The others listened carefully.
"The key to winning this game," Zhao Mu continued, "is not who answers correctly. It's who gets closest to the correct answer."
The trainees blinked in confusion.
"If that's true," Zhuo Yun asked helplessly, "then how are we supposed to win if we don't answer correctly?"
Zhao Mu smiled mysteriously.
"We only need to be more accurate than the other teams."
The group exchanged puzzled looks. They still did not fully understand.
Seeing their expressions, Zhao Mu sighed and explained more clearly.
"Stop trying to transmit every part of the answer. That's the biggest mistake. From now on, focus on only one key point."
He crouched down and drew a few examples in the dirt.
"For instance, if the idiom is Mending the fold after the sheep are lost, then we ignore everything else and focus only on the word sheep."
He pointed at them one by one.
"If the idiom is Ten birds in the forest are not worth one in the hand, then maybe we only pass along bird."
Everyone's eyes slowly widened.
The less information they tried to send, the fewer mistakes they would make.
Reducing the amount of information would increase their accuracy.
Someone slapped his thigh.
"Damn! That actually makes sense!"
Another trainee laughed.
"That means we don't need to be perfect—we just need to be better than them!"
Zhao Mu nodded.
"Exactly."
He then quickly moved on to the next step.
"Now we standardize everything."
He raised one finger.
"One finger means I'm sending one key point."
Then he raised two fingers.
"Two fingers means two simple points."
He continued explaining.
"If the clue is easy and clear, I'll give one point only.
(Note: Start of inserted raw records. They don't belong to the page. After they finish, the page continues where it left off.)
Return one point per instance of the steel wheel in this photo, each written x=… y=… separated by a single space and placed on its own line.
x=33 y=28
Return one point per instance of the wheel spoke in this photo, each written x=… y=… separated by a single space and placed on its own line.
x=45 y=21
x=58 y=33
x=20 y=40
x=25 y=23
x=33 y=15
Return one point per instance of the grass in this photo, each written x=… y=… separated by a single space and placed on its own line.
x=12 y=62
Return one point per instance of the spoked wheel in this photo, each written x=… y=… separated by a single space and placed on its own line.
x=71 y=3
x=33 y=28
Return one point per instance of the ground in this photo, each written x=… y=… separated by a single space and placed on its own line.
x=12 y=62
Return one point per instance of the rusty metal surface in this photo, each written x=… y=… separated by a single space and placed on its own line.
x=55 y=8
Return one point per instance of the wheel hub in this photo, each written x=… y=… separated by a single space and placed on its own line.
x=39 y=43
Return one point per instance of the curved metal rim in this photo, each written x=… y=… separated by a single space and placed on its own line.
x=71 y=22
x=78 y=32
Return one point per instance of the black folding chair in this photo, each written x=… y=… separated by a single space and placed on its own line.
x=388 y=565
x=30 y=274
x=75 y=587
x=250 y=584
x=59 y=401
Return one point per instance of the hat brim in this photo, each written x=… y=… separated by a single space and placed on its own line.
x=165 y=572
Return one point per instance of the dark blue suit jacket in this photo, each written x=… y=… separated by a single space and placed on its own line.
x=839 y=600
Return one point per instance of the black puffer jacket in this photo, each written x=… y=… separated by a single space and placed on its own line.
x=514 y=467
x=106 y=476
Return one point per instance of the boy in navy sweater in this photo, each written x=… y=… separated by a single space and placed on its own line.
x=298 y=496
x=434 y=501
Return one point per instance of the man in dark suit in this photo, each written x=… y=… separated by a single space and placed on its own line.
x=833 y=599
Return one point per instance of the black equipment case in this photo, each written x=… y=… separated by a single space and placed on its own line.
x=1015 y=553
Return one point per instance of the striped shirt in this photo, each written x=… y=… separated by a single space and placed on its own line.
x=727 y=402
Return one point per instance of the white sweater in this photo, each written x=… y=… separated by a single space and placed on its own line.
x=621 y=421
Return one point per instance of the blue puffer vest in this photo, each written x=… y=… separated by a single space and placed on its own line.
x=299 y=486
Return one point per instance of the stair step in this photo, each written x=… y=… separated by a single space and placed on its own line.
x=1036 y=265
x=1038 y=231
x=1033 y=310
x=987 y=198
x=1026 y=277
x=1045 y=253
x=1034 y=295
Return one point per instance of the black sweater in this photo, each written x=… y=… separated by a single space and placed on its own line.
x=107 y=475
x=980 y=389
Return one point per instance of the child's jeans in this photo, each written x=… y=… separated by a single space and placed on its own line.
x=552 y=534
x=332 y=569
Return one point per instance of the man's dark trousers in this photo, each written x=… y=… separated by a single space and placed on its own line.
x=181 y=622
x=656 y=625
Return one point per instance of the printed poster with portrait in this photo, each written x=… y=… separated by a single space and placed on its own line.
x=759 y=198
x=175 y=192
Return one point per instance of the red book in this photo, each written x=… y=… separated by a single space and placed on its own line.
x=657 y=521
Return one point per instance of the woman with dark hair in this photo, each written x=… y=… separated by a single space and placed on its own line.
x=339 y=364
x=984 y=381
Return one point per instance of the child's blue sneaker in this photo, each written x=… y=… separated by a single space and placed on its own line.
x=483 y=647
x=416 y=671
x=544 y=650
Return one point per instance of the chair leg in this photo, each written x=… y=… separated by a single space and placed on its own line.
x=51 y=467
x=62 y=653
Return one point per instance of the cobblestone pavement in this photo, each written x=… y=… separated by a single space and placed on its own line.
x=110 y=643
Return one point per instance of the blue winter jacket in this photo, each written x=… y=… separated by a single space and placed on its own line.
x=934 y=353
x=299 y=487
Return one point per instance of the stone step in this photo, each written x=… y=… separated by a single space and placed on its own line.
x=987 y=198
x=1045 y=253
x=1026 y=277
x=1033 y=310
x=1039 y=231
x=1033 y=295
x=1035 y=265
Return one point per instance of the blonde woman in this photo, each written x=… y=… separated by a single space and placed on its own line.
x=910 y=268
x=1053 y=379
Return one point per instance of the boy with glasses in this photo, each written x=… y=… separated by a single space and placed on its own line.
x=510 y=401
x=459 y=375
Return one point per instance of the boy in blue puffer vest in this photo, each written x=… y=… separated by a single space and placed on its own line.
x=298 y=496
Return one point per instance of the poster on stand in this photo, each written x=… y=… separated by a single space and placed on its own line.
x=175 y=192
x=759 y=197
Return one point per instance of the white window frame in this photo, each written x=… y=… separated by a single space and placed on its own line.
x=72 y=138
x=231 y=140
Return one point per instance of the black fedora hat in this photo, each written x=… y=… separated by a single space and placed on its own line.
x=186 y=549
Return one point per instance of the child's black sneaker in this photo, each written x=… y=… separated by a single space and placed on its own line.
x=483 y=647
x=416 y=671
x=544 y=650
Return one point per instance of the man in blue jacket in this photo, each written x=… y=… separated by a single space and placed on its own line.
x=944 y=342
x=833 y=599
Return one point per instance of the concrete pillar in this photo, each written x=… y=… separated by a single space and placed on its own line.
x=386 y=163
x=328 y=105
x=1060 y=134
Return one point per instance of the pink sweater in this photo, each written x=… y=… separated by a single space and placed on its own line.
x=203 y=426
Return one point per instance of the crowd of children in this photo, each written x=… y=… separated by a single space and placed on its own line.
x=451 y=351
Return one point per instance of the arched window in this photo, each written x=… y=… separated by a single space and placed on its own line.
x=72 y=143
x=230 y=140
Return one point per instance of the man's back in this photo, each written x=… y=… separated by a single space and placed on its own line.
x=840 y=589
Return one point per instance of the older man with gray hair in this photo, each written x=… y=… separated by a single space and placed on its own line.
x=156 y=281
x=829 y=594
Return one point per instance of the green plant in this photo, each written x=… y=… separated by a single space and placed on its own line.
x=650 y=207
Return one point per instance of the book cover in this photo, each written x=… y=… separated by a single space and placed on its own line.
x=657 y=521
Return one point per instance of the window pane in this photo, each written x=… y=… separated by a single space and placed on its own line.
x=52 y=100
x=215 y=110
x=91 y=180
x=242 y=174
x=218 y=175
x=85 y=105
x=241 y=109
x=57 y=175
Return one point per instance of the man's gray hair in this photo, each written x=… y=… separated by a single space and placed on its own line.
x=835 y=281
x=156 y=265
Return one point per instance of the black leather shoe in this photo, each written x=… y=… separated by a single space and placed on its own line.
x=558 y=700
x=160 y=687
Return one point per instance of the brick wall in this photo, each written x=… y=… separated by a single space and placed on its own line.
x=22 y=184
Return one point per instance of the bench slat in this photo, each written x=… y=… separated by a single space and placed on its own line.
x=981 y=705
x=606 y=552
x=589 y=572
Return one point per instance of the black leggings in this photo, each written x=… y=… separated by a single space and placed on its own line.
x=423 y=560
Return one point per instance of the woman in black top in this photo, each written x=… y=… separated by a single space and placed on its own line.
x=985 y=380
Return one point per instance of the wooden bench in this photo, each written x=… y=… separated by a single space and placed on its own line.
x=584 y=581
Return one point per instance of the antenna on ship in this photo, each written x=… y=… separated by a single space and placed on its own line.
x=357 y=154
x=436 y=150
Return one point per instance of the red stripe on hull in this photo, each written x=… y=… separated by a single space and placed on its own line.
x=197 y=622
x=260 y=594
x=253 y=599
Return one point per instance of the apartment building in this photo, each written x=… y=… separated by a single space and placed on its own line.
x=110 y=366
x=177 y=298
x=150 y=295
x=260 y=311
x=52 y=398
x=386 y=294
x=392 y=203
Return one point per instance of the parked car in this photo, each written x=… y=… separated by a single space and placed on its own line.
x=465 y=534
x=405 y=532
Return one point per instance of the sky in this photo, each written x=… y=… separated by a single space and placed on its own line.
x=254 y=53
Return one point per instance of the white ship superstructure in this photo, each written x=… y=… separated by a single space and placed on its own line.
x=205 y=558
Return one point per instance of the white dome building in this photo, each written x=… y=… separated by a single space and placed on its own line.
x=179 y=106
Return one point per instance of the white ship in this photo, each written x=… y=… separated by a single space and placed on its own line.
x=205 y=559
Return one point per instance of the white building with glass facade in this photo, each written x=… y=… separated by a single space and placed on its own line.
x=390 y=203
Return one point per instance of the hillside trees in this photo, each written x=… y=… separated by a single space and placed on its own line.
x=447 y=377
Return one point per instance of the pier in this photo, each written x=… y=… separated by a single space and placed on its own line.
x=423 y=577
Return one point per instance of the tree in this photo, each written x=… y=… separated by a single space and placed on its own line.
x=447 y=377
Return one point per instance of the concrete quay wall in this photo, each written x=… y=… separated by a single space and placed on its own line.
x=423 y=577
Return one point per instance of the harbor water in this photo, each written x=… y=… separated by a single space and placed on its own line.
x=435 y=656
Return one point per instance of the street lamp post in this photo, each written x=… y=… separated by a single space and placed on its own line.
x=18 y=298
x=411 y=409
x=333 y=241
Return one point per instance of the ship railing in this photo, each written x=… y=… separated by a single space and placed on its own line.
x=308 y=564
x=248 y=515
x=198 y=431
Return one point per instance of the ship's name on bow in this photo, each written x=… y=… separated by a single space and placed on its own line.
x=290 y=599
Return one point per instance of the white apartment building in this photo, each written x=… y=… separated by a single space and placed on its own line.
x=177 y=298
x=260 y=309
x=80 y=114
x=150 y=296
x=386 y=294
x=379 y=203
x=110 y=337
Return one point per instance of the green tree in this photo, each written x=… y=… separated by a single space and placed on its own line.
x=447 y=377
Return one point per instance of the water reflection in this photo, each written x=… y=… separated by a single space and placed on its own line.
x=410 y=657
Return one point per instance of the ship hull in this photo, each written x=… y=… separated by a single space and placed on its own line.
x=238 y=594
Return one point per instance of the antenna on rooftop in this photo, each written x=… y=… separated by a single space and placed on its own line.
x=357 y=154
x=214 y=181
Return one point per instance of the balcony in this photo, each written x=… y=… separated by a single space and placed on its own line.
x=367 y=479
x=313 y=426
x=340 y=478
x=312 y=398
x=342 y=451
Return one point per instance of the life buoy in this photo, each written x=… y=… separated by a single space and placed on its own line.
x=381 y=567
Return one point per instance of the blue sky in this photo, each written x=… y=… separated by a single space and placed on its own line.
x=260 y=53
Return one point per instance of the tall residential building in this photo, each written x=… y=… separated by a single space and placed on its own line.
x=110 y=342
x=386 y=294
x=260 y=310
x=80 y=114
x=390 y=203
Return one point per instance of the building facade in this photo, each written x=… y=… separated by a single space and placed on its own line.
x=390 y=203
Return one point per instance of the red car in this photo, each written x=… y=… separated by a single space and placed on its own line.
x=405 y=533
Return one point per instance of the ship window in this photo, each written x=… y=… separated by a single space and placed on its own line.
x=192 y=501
If there are two obvious points that are simple enough, I'll give both."
He demonstrated with another example.
"If the answer is Chicken talking to a duck, then I can act out both chicken and duck. As long as the final guess contains those two ideas, we'll be close enough."
The trainees finally understood.
This was not about brilliance.
It was about efficiency.
It was about controlling mistakes.
And suddenly, their hopeless team had a real strategy.
Everyone immediately memorized Zhao Mu's rules and hurried into position for the fourth round.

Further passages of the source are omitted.